2.1.8 Length of Vectors

The length() function tells us how many elements a vector has:

length(heights)
## [1] 6

2.1.9 Practice Exercises

  1. Consider the following vector:

    upperLower <- c(LETTERS, letters)

    What should the length of upperLower be? Check you answer using the length() function.

  2. True or False: c("a", 2, TRUE) yields a vector of length three consisting of the string "a", the number 2 and the logical value TRUE.

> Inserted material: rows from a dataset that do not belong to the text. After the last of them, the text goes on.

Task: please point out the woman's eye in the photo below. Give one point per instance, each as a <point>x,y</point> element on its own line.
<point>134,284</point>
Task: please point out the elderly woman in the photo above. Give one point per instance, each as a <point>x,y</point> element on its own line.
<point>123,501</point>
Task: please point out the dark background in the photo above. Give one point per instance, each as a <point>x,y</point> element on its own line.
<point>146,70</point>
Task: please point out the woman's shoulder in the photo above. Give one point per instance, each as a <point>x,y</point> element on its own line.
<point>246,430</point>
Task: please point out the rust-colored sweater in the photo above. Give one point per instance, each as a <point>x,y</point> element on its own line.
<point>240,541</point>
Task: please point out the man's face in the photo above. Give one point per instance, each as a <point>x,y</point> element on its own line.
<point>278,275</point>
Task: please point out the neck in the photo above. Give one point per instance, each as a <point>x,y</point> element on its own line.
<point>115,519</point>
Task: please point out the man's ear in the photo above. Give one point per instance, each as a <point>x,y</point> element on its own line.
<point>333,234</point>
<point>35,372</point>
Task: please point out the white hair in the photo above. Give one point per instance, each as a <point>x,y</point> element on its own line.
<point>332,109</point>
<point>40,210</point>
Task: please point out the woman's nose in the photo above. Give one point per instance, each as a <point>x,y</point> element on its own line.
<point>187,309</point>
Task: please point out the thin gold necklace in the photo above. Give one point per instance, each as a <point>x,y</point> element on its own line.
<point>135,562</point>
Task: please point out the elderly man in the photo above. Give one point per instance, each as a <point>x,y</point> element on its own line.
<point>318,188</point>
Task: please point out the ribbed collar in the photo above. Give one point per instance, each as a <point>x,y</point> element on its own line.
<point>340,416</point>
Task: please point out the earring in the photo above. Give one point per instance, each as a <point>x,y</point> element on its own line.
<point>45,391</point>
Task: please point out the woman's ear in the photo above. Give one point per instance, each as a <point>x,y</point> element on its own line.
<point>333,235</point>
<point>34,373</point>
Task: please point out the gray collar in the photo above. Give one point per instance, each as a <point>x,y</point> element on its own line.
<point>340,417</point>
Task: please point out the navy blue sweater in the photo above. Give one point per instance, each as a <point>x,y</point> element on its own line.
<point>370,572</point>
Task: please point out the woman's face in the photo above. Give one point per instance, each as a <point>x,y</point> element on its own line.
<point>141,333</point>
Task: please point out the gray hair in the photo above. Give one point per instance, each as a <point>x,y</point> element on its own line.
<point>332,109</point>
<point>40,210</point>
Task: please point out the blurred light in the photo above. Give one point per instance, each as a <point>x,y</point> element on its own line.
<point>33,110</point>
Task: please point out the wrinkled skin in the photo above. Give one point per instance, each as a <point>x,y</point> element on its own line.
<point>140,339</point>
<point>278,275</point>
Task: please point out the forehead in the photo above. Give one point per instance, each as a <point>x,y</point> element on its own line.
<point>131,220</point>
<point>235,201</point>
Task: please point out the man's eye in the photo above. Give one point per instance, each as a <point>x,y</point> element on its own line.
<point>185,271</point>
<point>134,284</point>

  3. The function as.numeric() tries to coerce its input into numbers. How well can it pick out the “numbers” in strings. Try the following calls. When did as.numeric() find the numbers that was probably intended?

    as.numeric("3.214")
    as.numeric("3L")
    as.numeric("fifty")
    as.numeric("10 + 3")
    as.numeric("3.25e-3")  # scientific notation:  3.25 times 10^(-2)
    as.numeric("31,245")

2.1.10 Solutions to Practice Exercises

  1. There are 26 letters, so the length of upperlower should be \(2 \times 26 = 52\). Let’s check:

    length(upperLower)
    ## [1] 52
  2. False! The resulting vector will be atomic—all of its elements will be the same data type. The non-strings will be coerced to strings, yielding:

    c("a", 2, TRUE)
    ## [1] "a"    "2"    "TRUE"
  3. as.numeric() isn’t very smart: it picked out the number in "3.214" and 3.25e-3, but in the other cases it returned NA.